The boundaries of the original four wards were:
First Ward – north of Congress Avenue and west of Main Street
Second Ward – north of Congress Avenue and east of Main Street
Third Ward – south of Congress Avenue and East of Main Street
Fourth Ward – south of Congress Avenue and west of Main Street
Two wards were added after the Civil War:
Fifth Ward (1866) – north of Buffalo Bayou and east of White Oak Bayou
Sixth Ward (1894) – north of Buffalo Bayou and west of White Oak Bayou
Native Houstonians and the media still refer to many neighborhoods by their ward designations; however, in 1906, the mayor-alderman form of government was replaced by a mayor-commissioner form. Today, Houston is governed by a mayor and sixteen council members. Eleven of the council members represent geographic districts for roughly the same proportion of populations, while five are elected at-large by all voters. They are all elected every two years, in odd-numbered years, and are limited to serving three terms of two years each.

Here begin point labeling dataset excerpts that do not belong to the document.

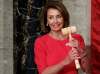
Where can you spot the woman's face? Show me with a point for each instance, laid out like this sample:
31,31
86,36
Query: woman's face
54,19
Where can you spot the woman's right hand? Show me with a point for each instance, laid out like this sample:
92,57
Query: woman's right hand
72,55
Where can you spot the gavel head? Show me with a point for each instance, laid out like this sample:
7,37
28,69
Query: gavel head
67,30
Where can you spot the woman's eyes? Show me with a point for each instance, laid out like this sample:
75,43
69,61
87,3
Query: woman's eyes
58,16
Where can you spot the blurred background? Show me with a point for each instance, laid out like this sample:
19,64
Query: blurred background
20,25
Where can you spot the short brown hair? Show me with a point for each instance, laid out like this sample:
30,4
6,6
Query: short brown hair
56,5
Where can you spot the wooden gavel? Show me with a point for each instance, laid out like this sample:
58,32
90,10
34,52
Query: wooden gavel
69,31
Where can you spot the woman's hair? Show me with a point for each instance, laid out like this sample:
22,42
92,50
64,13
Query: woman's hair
56,5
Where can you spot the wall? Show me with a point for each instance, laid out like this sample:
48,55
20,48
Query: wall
6,36
80,16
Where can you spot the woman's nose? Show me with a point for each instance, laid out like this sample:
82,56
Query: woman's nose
55,19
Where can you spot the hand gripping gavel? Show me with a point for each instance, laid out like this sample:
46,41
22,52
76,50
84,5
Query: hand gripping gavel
69,30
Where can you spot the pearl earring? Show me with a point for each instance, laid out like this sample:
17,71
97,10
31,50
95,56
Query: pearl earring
47,24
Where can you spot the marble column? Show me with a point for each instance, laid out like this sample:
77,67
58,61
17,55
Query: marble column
6,36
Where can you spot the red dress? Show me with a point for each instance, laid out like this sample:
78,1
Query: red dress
49,51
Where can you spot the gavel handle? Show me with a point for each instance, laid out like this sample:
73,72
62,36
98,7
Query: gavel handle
77,64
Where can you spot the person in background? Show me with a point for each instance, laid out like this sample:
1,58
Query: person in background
52,55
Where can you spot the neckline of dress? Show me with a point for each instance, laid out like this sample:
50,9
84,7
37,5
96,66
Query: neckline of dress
60,40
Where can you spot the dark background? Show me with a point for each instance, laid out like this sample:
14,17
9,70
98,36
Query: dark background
26,29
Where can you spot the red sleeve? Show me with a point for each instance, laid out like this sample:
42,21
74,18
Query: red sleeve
80,40
40,54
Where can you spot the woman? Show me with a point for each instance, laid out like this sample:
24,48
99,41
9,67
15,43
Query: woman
52,56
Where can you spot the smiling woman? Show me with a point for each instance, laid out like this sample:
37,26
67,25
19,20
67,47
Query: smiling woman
52,56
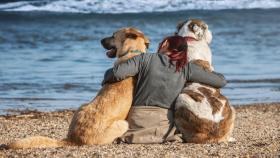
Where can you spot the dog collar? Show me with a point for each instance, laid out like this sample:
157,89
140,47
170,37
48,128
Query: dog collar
132,51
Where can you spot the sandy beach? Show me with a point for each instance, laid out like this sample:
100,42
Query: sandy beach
257,131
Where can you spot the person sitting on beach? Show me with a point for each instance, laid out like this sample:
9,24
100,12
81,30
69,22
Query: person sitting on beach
160,78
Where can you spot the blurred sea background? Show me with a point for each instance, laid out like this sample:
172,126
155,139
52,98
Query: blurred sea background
51,57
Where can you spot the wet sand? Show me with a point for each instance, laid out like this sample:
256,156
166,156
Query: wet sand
257,131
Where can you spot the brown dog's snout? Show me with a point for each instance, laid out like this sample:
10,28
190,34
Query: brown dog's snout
107,43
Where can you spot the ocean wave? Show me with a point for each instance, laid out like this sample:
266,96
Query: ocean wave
136,6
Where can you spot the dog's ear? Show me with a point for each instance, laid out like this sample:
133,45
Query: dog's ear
207,34
131,35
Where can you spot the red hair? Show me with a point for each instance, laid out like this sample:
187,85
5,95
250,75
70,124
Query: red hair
178,48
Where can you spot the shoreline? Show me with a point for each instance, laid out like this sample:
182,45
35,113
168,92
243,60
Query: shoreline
257,130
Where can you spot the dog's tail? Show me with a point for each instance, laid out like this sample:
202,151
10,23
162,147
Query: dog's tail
38,142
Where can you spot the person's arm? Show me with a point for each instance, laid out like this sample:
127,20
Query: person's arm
123,70
196,73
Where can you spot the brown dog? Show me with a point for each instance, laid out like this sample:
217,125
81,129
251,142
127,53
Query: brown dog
202,113
103,119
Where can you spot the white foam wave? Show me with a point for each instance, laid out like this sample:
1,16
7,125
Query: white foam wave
136,6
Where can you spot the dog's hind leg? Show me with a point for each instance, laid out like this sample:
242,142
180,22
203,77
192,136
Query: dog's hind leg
117,129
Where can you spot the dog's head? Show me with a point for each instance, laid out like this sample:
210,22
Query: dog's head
124,40
195,28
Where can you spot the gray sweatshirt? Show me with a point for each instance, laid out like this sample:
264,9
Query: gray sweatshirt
157,82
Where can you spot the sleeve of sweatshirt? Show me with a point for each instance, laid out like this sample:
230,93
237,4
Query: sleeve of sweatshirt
123,70
196,73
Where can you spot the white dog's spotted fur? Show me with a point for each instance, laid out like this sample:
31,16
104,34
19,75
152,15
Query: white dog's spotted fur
198,104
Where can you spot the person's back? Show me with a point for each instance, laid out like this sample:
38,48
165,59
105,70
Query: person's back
160,79
158,84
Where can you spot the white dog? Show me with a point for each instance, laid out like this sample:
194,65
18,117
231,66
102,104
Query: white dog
202,113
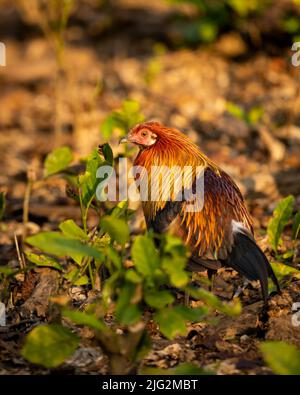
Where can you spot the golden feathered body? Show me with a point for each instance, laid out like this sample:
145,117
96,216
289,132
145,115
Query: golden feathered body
221,233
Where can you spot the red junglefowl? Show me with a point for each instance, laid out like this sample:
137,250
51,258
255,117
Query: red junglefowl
221,233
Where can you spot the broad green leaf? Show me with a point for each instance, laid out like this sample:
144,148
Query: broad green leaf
60,245
116,228
57,160
81,318
171,322
296,225
132,276
71,229
281,216
145,256
43,260
49,345
158,299
2,204
282,358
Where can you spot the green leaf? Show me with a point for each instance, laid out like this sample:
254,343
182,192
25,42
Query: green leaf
236,110
282,358
60,245
296,225
81,318
158,299
43,260
116,228
108,154
171,322
49,345
145,256
71,229
2,204
281,216
57,160
89,181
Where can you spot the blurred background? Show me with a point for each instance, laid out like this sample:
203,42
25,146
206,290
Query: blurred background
220,71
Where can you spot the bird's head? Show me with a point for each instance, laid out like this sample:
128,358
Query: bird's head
144,134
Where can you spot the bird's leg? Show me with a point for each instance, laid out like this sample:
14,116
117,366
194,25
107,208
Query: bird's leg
210,275
241,289
186,299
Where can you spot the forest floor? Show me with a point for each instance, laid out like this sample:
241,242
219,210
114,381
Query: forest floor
190,90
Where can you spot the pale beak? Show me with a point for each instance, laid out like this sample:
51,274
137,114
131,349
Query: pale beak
123,140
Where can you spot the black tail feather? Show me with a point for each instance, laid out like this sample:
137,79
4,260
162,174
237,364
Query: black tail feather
249,260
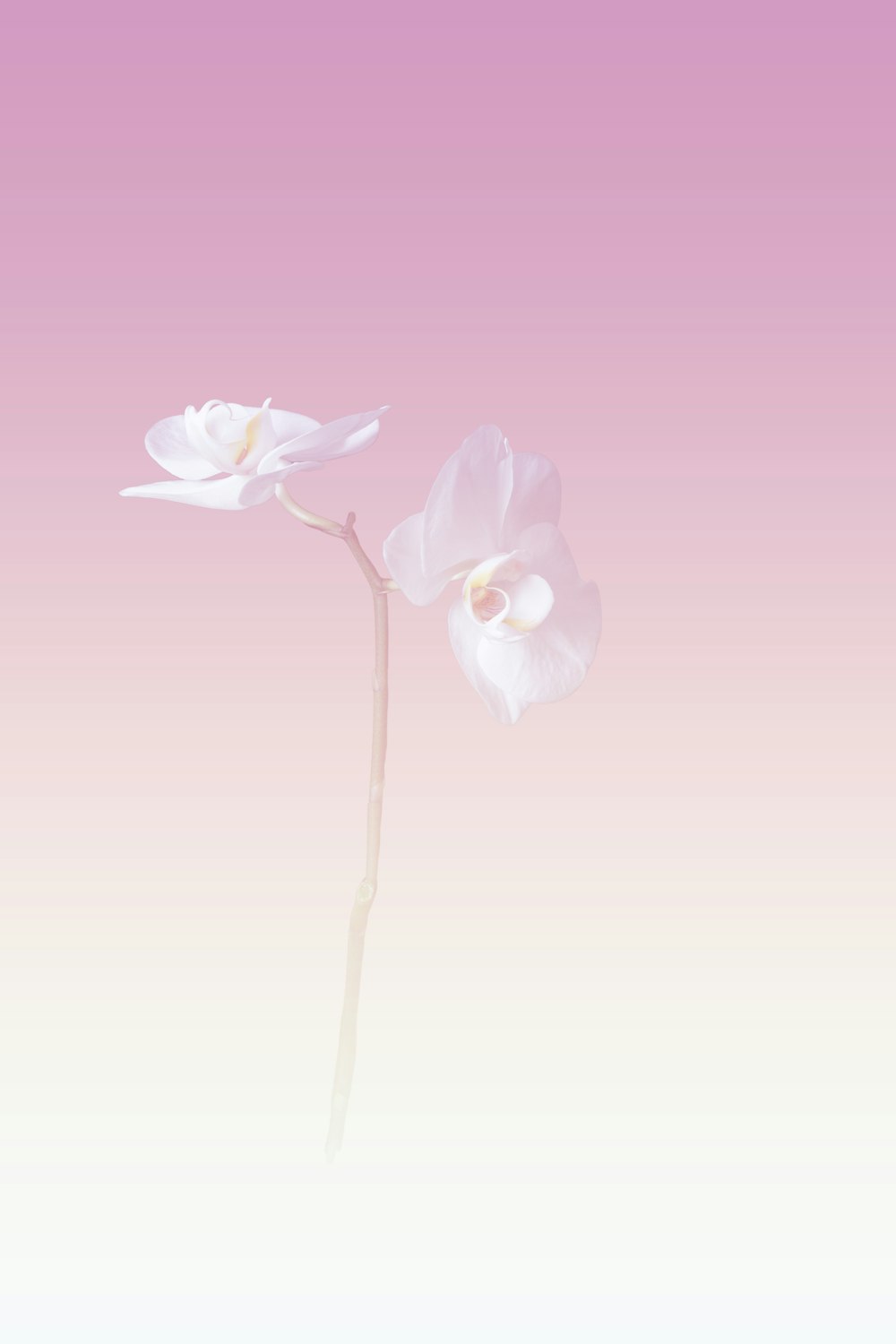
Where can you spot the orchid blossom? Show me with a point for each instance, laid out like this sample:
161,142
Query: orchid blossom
255,448
524,626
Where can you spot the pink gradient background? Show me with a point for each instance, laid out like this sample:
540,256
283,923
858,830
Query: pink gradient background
626,1030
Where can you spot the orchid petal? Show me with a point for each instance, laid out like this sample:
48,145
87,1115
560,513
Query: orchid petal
551,661
468,502
260,488
167,444
289,425
220,494
535,496
466,639
530,602
402,553
339,438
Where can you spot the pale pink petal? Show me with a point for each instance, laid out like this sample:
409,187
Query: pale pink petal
339,438
468,502
167,444
530,602
402,551
466,637
223,494
260,488
535,496
552,660
289,425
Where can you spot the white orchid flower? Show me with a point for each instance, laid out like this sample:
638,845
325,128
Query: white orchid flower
255,446
524,626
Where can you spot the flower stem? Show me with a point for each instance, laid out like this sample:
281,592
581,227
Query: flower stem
366,892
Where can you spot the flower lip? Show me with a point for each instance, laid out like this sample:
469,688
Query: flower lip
230,435
512,607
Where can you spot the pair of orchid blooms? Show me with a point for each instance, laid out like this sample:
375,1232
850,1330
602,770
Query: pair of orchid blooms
524,626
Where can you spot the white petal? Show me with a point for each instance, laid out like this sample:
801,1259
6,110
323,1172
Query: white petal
289,425
530,601
466,639
223,494
403,556
339,438
535,496
468,502
551,661
167,444
260,488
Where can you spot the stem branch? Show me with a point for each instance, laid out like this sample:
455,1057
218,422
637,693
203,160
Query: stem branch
367,890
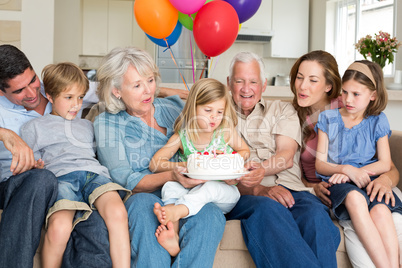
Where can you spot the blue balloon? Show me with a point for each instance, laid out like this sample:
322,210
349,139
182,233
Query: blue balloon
171,39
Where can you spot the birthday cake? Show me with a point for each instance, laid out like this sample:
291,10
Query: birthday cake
215,164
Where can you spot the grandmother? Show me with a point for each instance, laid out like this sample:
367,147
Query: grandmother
134,126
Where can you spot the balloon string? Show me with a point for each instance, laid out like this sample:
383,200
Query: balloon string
216,63
172,55
192,60
203,69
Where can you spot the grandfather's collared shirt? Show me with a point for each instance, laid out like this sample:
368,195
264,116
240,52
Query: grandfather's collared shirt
259,130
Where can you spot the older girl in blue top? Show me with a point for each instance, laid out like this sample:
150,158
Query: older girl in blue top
348,140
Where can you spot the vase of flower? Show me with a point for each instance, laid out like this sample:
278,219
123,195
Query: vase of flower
380,48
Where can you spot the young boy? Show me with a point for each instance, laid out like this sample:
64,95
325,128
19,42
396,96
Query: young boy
65,145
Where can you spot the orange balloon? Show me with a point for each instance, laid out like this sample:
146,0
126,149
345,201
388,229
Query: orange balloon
157,18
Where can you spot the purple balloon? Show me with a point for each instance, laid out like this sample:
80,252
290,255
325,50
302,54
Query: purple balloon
245,8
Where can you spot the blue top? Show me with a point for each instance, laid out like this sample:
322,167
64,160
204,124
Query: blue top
12,117
125,144
356,146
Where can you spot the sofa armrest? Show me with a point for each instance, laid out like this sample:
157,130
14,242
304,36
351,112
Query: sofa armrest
395,143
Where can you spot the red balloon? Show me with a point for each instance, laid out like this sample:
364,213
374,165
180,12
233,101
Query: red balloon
215,27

Both The Lancaster and the site of the DeGeorge family’s Victorian home and residential compound on Bagby at Walker streets are located in the Fourth Ward. In the nineteenth century, the Fourth Ward also boasted City Hall in Market Square, as well as Sam Houston Park (Houston’s first park), two cemeteries, a red-light district called the Happy Hollow, stores, restaurants, saloons, a few churches, and Freedman’s Town, where freed slaves moved after the Civil War. In the twentieth century, the Fourth Ward added the current City Hall, City Hall Annex, high-rise office buildings, the second largest Theater District in the United States, restaurants, bars, the Julia Ideson Library, Jones Central Library, and the Heritage Society in Sam Houston Park.
BLOCK 59. Having a legal description that includes “South Side of Buffalo Bayou” or “SSBB” is considered prestigious in Houston because it represents a location in the original Town of Houston. The Lancaster sits on Lot 6, Block 59, South Side of Buffalo Bayou. The former DeGeorge Hotel at 1418 Preston Avenue sits on Lot 5, Block 49, SSBB. Ursula and Michele DeGeorge’s first relationship with block 59 was upon arrival in Houston. Their first grocery store in 1884 was located on Block 59’s northeast corner, which would also be the southwest corner of Milam at Prairie.
Block 59 has unique features. The old Town of Houston had at least five gullies crossing its terrain. Springs, which flowed toward Buffalo Bayou, created these gullies. In the late 1800s, City Council suggested residents throw their trash into these gullies, hoping the gullies would fill up and become flat, creating more buildable land and a larger tax base. A spring formed a gully that ran west from Milam to Buffalo Bayou, between Prairie and Texas avenues. Evidence of the gully is still under 509-511 Louisiana, just north of The Lancaster. Where the spring crossed Smith Street, a pool of water collected in an area known as the Indian Campground. In the early days of the Republic of Texas, several tribes came to the new Town of Houston to whoop it up in saloons and powwow with President Sam Houston.
After the Civil War, the area bounded by Milam, Prairie, Capitol and Buffalo Bayou was called the Happy Hollow. It was full of female boarding houses, whose residents’ occupation was listed by the1900 census takers as “prostitute.” Jones Hall, The Alley Theatre, The Lancaster, 515-517 Louisiana, and 717 Texas Avenue all sit on the sites of these former brothels.
By 1910, the soiled doves had flown the coop and moved to The Reservation, a newly designated red-light district bordering what is now Allen Parkway.